Virtualised Backup Performance

May 21, 2009 — 3 Comments

Whilst recently experiencing performance issues running a virtualised backup on a customers site, I thought I would blog some useful steps to help diagnose issues with virtualised backup performance with products such as vRanger and Veeam a lot of these also apply to physical backups.

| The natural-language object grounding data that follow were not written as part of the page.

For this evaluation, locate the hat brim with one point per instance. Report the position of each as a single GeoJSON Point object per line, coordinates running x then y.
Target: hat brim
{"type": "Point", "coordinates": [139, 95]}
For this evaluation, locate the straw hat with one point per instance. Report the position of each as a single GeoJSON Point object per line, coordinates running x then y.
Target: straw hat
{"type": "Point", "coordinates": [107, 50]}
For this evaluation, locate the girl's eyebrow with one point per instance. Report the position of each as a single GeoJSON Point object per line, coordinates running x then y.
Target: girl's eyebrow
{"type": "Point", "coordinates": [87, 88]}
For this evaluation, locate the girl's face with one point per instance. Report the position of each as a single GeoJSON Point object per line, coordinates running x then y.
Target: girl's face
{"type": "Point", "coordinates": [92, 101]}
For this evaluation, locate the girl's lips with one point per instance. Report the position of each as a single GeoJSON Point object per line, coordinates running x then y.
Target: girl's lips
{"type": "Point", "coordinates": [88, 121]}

This is a list of things to consider / try when trying to diagnose the issues you are having, I will add to it over time but please feel free to comment further suggestions or changes.

  • Network
  • ESX
  • Storage
  • Anti-Virus / Third Party Tools
  • Veeam  Specific Settings


  1. Are you using a Gb connection or 100Mb lan connection?
  2. Is the ESX host, VM and Backup server all seeing the expected network connection speed?
  3. Do a ping test between all the effected elements, are you loosing any packets? are you seeing the expected response times?
  4. Is the backup server on the same subnet as the ESX Host or VM being backed up? If not could the routing device be causing a bottle neck? Is it a 100Mb routing device or Gb? Do a tracert to ensure you are taking the expected route. Are you able to temporarly put this backup server on the same network and test backup performance?
  5. Are you using the latest drivers for your NIC?
  6. What is your backup server / VM / ESX host currently doing? Could this be causing a networking bottleneck?
  7. Try a standard file transfer between your VM and the backup server, how does this perform? Use Veeam FastSCP to do a file transfer between the ESX host and your backup server, how does this perform?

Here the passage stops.